Daniel Küng: La concurrence sur les marchés d’exportations mondiaux est très forte. Si la Suisse conclut un accord de libre-échange avec la Chine avant que l’UE n’y parvienne, cela crée une «fenêtre d’opportunité» extrêmement intéressante pour les entreprises suisses. Durant cette période, nos sociétés peuvent se positionner de manière avantageuse en Chine et exploiter cet atout sur le long terme. Ce sera un important avantage comparatif par rapport aux sociétés concurrentes allemandes, françaises ou italiennes.

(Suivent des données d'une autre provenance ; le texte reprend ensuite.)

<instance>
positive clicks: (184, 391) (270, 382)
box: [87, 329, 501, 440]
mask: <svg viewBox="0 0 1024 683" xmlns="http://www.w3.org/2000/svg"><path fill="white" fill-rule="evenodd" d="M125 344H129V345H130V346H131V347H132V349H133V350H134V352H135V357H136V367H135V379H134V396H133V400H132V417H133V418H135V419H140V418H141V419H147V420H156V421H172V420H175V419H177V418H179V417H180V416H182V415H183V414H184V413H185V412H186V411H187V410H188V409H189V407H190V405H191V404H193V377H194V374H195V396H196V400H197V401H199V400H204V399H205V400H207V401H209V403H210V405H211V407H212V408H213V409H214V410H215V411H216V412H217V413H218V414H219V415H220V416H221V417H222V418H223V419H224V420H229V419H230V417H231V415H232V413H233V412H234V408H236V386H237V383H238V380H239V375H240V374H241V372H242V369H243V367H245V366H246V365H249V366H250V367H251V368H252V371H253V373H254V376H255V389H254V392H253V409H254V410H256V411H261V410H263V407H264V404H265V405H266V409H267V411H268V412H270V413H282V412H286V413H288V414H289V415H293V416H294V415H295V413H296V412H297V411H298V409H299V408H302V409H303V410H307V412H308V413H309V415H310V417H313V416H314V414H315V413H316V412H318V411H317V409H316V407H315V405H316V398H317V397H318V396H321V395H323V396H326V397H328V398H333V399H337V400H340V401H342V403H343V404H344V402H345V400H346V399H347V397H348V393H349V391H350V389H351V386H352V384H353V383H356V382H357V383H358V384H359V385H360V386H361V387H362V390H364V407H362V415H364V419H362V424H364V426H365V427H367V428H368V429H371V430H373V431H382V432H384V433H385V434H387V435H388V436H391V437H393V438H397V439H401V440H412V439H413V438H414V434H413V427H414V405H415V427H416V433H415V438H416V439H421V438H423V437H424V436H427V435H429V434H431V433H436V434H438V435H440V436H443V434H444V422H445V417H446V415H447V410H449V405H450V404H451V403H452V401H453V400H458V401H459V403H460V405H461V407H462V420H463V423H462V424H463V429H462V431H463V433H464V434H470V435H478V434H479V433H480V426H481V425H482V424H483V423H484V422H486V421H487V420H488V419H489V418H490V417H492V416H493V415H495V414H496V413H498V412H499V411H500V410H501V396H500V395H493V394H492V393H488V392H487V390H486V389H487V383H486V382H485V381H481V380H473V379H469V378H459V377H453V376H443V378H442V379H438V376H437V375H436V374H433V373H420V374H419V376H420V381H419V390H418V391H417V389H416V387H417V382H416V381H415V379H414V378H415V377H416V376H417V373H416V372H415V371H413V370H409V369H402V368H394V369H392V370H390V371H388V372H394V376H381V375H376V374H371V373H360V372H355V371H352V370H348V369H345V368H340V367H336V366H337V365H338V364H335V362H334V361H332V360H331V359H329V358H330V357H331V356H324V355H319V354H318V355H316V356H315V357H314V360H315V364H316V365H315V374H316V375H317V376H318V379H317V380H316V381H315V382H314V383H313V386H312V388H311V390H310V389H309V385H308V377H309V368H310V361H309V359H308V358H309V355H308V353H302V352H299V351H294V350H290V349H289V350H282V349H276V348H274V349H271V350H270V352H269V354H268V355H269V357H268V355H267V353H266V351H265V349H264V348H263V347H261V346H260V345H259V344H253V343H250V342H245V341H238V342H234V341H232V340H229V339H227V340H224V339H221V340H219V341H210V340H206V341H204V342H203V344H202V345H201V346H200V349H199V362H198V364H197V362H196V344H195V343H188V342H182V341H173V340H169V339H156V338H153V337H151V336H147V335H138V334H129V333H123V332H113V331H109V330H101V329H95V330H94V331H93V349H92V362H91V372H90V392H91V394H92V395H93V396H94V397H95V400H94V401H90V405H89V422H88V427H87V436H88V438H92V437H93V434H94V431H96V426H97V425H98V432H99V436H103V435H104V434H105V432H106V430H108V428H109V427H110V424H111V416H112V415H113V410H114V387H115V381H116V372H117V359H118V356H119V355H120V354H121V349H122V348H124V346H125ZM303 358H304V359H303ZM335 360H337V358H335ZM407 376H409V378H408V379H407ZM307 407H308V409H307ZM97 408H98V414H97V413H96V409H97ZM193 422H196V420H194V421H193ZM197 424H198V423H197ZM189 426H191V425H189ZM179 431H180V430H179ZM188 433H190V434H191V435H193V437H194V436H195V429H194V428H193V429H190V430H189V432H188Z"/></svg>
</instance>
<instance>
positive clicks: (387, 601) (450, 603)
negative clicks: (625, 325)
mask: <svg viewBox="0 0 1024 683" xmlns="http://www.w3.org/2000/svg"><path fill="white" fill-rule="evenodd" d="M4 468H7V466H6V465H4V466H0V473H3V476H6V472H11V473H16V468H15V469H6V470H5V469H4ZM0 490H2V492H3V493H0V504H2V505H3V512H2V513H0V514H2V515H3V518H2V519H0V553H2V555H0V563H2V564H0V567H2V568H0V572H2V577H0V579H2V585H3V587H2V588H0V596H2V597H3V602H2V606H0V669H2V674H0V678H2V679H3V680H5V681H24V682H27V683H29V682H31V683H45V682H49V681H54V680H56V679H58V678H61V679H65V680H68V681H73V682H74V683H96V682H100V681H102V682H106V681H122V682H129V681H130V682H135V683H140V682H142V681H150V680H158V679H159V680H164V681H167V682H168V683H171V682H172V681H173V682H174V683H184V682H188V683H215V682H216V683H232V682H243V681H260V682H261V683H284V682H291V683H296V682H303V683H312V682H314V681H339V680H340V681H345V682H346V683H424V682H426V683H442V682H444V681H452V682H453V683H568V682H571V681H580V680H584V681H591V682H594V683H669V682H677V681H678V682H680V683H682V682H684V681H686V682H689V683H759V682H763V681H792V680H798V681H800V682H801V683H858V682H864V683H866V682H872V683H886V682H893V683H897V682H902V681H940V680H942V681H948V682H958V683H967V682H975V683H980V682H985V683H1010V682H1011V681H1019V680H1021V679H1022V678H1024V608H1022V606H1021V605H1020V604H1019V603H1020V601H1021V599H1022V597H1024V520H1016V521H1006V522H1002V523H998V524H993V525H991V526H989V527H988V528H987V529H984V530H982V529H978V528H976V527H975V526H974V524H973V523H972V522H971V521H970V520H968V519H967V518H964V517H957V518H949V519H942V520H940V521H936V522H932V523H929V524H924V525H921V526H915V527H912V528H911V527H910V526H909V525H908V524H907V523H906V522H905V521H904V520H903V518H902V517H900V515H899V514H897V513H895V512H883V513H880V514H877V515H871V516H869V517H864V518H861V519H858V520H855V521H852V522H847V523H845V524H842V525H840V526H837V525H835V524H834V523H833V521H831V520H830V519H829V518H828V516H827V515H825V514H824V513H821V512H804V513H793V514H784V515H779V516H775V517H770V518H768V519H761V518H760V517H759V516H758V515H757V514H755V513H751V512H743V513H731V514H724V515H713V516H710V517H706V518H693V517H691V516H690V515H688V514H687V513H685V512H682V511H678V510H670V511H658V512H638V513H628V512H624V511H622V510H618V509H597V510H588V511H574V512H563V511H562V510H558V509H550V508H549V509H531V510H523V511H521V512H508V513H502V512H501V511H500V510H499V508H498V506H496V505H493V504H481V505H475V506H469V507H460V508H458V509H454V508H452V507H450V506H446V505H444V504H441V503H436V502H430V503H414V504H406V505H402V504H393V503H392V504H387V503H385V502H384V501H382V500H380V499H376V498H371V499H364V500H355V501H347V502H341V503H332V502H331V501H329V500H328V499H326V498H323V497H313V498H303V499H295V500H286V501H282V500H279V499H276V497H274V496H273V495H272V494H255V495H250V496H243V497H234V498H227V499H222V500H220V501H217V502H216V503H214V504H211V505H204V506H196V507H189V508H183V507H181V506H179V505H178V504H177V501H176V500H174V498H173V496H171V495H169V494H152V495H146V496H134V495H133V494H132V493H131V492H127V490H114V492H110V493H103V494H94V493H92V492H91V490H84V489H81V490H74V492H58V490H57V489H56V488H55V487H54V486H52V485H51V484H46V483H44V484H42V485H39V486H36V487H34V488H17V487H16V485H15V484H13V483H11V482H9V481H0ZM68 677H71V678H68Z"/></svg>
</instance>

– Vous avez pris part en juillet à la délégation économique suisse en Chine avec le conseiller fédéral Johann Schneider-Ammann. La situation du pays a-t-elle changé depuis votre précédente visite?

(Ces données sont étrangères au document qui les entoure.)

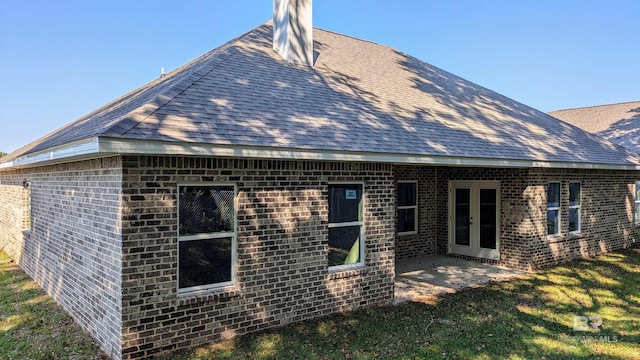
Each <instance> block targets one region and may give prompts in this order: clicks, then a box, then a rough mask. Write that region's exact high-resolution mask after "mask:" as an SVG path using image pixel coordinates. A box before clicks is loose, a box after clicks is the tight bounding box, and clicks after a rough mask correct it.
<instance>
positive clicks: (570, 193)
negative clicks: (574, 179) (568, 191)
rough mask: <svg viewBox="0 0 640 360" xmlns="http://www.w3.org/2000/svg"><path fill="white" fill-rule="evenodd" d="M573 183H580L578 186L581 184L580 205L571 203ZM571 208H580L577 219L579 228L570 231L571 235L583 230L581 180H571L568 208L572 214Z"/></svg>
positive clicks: (578, 211)
mask: <svg viewBox="0 0 640 360" xmlns="http://www.w3.org/2000/svg"><path fill="white" fill-rule="evenodd" d="M572 184H578V186H579V191H578V192H579V194H578V195H579V198H578V205H571V185H572ZM561 192H562V191H561ZM571 209H578V220H577V221H578V228H577V229H576V230H570V231H569V235H573V234H579V233H580V232H581V231H582V183H581V182H580V181H571V182H569V205H568V210H567V212H568V214H571ZM569 220H570V219H569ZM569 224H571V221H569Z"/></svg>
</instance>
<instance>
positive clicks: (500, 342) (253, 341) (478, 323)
mask: <svg viewBox="0 0 640 360" xmlns="http://www.w3.org/2000/svg"><path fill="white" fill-rule="evenodd" d="M8 276H12V277H13V279H7V277H8ZM0 279H1V284H0V287H1V289H0V291H2V310H1V311H2V319H3V320H2V321H3V322H2V325H0V354H3V353H6V351H7V350H6V349H8V350H9V351H13V353H10V354H19V353H18V351H26V350H24V346H25V344H29V343H31V341H29V340H28V338H34V337H35V338H36V339H37V338H38V337H40V336H45V334H44V333H51V332H54V331H57V332H60V331H64V330H63V329H61V328H60V327H54V326H51V325H46V326H44V325H41V324H39V323H40V322H43V323H45V324H53V323H55V322H52V321H50V320H49V319H48V318H49V317H60V316H62V315H53V314H49V313H48V312H40V313H38V315H36V316H34V315H33V312H34V311H35V310H28V306H27V304H26V302H33V301H39V302H50V301H44V300H37V299H44V298H46V297H42V293H41V292H40V293H39V294H40V295H30V296H26V295H11V293H15V292H18V293H22V292H23V291H26V292H34V290H32V289H31V287H33V285H29V284H30V282H29V281H28V278H27V277H26V275H24V274H22V275H21V272H20V271H19V270H17V269H15V266H11V267H10V268H9V269H8V268H7V267H6V264H5V265H2V268H1V273H0ZM7 287H11V290H10V291H9V292H8V293H7V292H5V290H4V289H5V288H7ZM38 291H39V290H38ZM8 296H14V300H10V301H6V300H5V299H7V297H8ZM12 303H13V305H11V304H12ZM14 307H15V308H16V310H14V309H13V308H14ZM6 314H9V315H8V317H6ZM574 316H591V321H592V322H593V324H594V325H597V324H598V322H599V321H598V319H597V318H596V316H597V317H600V318H601V320H602V321H601V325H600V326H599V328H600V331H599V332H596V331H595V330H594V329H593V327H590V329H591V330H589V331H584V332H583V331H574ZM13 317H15V319H16V320H11V319H12V318H13ZM5 318H7V320H5ZM28 318H30V320H28ZM43 318H44V320H42V319H43ZM67 319H68V318H67ZM580 319H584V318H578V320H580ZM5 322H6V324H7V325H5ZM13 323H16V326H17V327H16V328H14V327H13V325H11V324H13ZM67 323H69V325H68V326H69V327H70V326H71V324H70V321H69V320H67ZM578 325H580V322H579V323H578ZM64 327H65V328H66V327H67V325H65V326H64ZM8 334H11V335H8ZM50 335H51V334H46V336H50ZM23 338H26V339H23ZM46 341H49V340H46ZM46 341H45V342H46ZM14 343H15V344H23V345H13V344H14ZM7 344H8V345H7ZM7 346H9V347H8V348H7ZM20 346H22V349H23V350H19V349H20V348H21V347H20ZM66 347H69V348H76V349H78V350H76V352H74V353H76V354H77V353H79V352H78V351H79V349H80V348H83V347H82V346H80V345H78V344H76V343H73V342H72V341H71V339H69V340H67V346H66ZM94 349H95V348H94ZM63 350H66V349H64V347H61V346H56V347H54V348H50V349H47V350H46V351H45V352H44V354H45V355H46V354H52V355H51V356H50V357H52V358H66V357H68V356H67V355H66V354H68V353H64V352H62V351H63ZM57 351H60V352H59V353H58V352H57ZM639 353H640V248H635V249H627V250H621V251H617V252H614V253H610V254H606V255H603V256H600V257H598V258H595V259H592V260H581V261H576V262H572V263H569V264H565V265H562V266H558V267H555V268H551V269H547V270H544V271H540V272H538V273H535V274H532V275H529V276H526V277H522V278H518V279H515V280H511V281H508V282H500V283H492V284H489V285H487V286H485V287H481V288H473V289H467V290H464V291H461V292H459V293H456V294H453V295H447V296H443V297H440V298H430V299H424V301H423V302H414V303H405V304H402V305H398V306H392V307H377V308H369V309H363V310H359V311H354V312H350V313H346V314H337V315H332V316H328V317H323V318H320V319H315V320H310V321H305V322H301V323H296V324H291V325H288V326H284V327H281V328H277V329H273V330H270V331H264V332H259V333H254V334H249V335H245V336H241V337H238V338H236V339H233V340H228V341H223V342H219V343H214V344H210V345H207V346H202V347H199V348H194V349H190V350H187V351H180V352H175V353H172V354H168V355H166V356H165V358H166V359H282V358H289V359H371V358H380V359H388V358H392V359H425V358H426V359H432V358H447V359H449V358H458V359H470V358H471V359H592V358H598V359H601V358H604V359H637V358H638V357H637V354H639ZM84 354H85V355H87V356H85V357H90V356H97V355H95V354H97V352H96V353H90V352H87V353H84ZM15 357H21V356H15ZM28 357H32V358H46V356H40V357H38V356H33V355H28ZM79 358H84V357H83V356H80V357H79Z"/></svg>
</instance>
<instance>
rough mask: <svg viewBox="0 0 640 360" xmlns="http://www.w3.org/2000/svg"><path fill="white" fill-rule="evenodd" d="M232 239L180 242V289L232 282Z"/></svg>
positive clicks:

– La Chine est chaque fois différente lorsque l’on s’y rend d’une année à l’autre. Le plus grand changement que j’ai pu observer ne concerne pas l’apparence extérieure du pays mais se situe au niveau de la philosophie. La Chine se trouve aujourd’hui au début d’une phase de consolidation. La priorité n’est plus de s’agrandir à tout prix mais plutôt d’optimiser la qualité et de croître d’une façon soutenable. La Chine évolue d’un site de production et d’exportation vers un débouché pour la consommation. Chaque année, entre 20 et 30 millions de personnes sortent de la pauvreté pour rejoindre la classe moyenne, ce qui renforce la demande, aussi pour des produits étrangers.

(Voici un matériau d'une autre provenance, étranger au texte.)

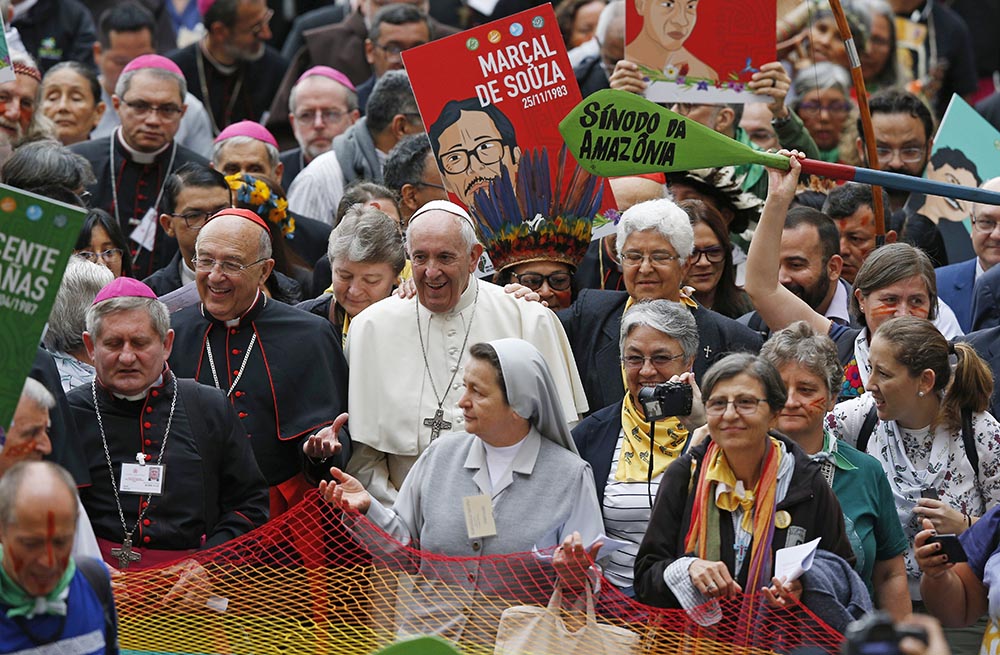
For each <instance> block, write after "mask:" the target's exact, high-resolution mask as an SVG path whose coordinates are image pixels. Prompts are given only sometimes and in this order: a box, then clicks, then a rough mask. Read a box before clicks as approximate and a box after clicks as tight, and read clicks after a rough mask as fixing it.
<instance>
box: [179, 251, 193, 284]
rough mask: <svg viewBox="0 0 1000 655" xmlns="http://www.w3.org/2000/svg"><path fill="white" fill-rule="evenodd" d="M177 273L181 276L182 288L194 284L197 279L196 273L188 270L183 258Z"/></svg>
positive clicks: (186, 263)
mask: <svg viewBox="0 0 1000 655" xmlns="http://www.w3.org/2000/svg"><path fill="white" fill-rule="evenodd" d="M177 271H178V272H179V273H180V275H181V286H184V285H185V284H190V283H191V282H194V278H195V275H194V271H192V270H191V269H190V268H188V265H187V262H186V261H185V260H184V258H183V257H181V261H180V263H178V264H177Z"/></svg>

– Le ralentissement de la croissance en Chine préoccupe-t-il les entreprises que vous contactez?

– D’après les échos que nous recevons des entreprises suisses, ce n’est pas le cas. Bien sûr, un taux de croissance de 8% – le niveau jugé nécessaire pour absorber la masse des personnes qui arrivent sur le marché du travail en Chine – serait préférable à 7%. Mais cela indique aussi qu’après la phase de croissance des dernières années, également due à des programmes de relance massifs, le pays réussit un atterrissage en douceur.

– Les économistes en doutent généralement.

– Je crois que la Chine peut y parvenir. Le pays a un avantage important, celui que son économie est dirigée de manière centralisée. Il est plus facile de réussir un atterrissage en douceur dans ce cadre que si l’on doit coordonner l’action de milliers d’acteurs sans pouvoir imposer quoi que ce soit. A cet égard, le centralisme présente des avantages.